“Si scandalizza?” gli disse Rosetta. “Hanno fatto qualcosa di diverso da noi? Erano gente di coraggio, più di noi.”
LA BELLA ESTATE, Tra donne sole, Cesare Pavese
Cesare Pavese muore suicida il 26 agosto 1950, in una stanza dell’Albergo Roma di Torino: due mesi prima la critica lo consacra ufficialmente con La bella estate, una raccolta di tre romanzi brevi raggruppati all’interno di un’unica opera, pregna di trasgressione e libertà, nell’ottica dell’irresistibile fascino del limite.
I tre romanzi sono in realtà delle storie a parte, a volerne fare una critica riallacciate, se vogliamo, ad altre opere dell’autore, tuttavia la premiata raccolta ha una sua ragion d’essere che parte dal racconto spassionato di giovani protagonisti, ognuno molto diverso dall’altro, talvolta goffi, ingenui, o anche audaci, sfacciati, pieni d’orgoglio o di pudore: un racconto del limite e dei suoi sodali, un limite inaccettabile per quei tempi. Eppure quel desiderio di scoprire il vizio, di ostentare con violenza le tentazioni non è altro che coraggio, la libertà di essere io.
Tra donne sole è poi il racconto simbolo di quanto spesso si creda di essere un modello di libertà, di espressione e di pensiero, laico, puro e per nulla al mondo condizionato, quando in realtà si tratta della vacua illusione di un’apparenza fatta di sole forme, il cui valore, alla lunga, si rivela poco più di niente. Un niente distruttivo. Un velo all’espressione di sé.
Ma la libertà di essere io è autodeterminazione, è la capacità di essere se stessi al pieno delle proprie possibilità, di scoprirsi, di conoscere senza pudore ogni lato di sé, imparando talvolta ad accettarlo, talvolta a migliorarlo, una conoscenza incondizionata del proprio inconscio.
Quando parliamo di cultura, c’è oggi la strana frequenza, data da un cinico dominio della tradizione Occidentale, di considerare inferiori, piuttosto che oggetto di “freno all’integrazione” le altre. Quanto abbia del ridicolo un’affermazione del genere credo sia sfuggito a molti, specie quando a pronunciarla è un capo di stato che forse non considera i valori che fanno capo a quell’Unione di cui si fa anche portavoce.
Così capita che al sindaco di qualche località di mare non piaccia che le donne siano fin troppo coperte, e via al caso burkini, con un netto no a un sì detto senso del pudore, che libertà è la possibilità di scoprirsi e far caciara. E in fila indiana, piano piano, le varie località vicine si accodano alla teatrale decisione, trasformando la famosa Costa Azzurra in una surreale Costa all’avanguardia…dell’ignoranza e del sì concesso senso della decadenza.

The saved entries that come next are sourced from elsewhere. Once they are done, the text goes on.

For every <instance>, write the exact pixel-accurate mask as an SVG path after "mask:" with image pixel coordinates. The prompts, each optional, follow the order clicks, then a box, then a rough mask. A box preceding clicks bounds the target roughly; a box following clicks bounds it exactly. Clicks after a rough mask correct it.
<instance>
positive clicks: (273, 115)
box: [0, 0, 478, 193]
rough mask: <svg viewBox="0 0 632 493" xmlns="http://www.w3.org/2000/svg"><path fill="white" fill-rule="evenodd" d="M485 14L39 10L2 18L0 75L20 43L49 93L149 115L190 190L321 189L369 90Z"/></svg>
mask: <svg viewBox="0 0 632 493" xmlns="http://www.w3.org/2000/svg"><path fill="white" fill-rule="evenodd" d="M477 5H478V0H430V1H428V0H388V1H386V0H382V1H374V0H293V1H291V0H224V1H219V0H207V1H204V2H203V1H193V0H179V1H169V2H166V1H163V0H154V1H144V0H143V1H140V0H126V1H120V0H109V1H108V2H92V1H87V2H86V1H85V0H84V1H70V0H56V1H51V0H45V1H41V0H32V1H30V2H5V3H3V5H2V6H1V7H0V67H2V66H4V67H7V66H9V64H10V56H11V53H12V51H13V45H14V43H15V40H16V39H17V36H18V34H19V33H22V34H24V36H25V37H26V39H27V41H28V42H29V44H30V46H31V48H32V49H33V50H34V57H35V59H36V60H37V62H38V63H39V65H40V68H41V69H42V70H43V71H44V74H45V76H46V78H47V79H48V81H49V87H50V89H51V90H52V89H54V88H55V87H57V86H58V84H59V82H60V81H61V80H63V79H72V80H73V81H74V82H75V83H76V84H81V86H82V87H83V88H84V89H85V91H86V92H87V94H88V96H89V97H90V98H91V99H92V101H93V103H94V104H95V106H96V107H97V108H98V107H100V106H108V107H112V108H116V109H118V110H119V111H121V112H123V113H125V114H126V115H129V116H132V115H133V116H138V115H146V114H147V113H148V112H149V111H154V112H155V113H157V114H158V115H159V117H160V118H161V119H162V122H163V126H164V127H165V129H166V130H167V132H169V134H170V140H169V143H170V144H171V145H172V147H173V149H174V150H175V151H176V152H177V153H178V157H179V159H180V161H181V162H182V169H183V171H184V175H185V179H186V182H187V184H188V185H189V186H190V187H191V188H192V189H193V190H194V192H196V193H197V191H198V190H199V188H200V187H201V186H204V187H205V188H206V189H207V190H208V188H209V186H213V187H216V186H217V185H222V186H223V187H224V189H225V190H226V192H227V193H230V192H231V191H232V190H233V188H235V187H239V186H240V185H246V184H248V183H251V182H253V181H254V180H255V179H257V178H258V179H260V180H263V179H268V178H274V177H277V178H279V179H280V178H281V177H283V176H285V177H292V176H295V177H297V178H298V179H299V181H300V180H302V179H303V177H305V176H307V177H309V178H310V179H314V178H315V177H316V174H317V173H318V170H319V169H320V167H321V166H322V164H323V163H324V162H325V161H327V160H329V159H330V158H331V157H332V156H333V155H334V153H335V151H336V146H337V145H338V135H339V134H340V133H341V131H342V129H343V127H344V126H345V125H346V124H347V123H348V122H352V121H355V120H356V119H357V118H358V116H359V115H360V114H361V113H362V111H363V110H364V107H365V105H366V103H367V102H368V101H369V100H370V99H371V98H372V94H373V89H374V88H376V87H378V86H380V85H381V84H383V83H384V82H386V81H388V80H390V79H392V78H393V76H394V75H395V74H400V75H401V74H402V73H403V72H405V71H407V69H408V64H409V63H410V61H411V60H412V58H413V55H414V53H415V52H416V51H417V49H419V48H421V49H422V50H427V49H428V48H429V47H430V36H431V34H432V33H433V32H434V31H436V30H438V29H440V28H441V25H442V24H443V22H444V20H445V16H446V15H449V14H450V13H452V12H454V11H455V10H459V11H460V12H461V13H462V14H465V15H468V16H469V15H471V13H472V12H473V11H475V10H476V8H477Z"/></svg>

Vedete, la libertà, quel fantasma inneggiato con libri, statue, opere teatrali, saggi, monologhi, quadri, fotografie e qualunque altra forma si voglia citare, non è imposizione, non è divieto. Credere di essere in qualche modo in grado di poter insegnare civiltà per qualche centimetro in meno di gonna e la dialettica colorata con qualunque volgarità, non è sinonimo di progresso. Pensare di essere dei paladini dei diritti umani scoprendo le cosce e i volti, per incentivare l’integrazione, è come pensare di essere laici per una bestemmia cadenzata ad ogni frase: stupido.
Forse è quando si smetterà di parlare di veli, di sottolineare questa differenza d’indumenti, che l’integrazione potrà esserci senza freni, nella piena libertà di essere niente di diverso da se stessi.
…Allora scendemmo e guardammo le colline. “È bello quassù” disse Rosetta.
“Il mondo è bello,” disse Momina, venendoci dietro “se non ci fossimo noi”.
“Noi sono gli altri” dissi guardando Rosetta. “Basta far a meno degli altri, tenerli a distanza, e allora anche vivere diventa una cosa possibile.”
“È possibile qui,” disse Rosetta “per un momento, per il tempo di una corsa.”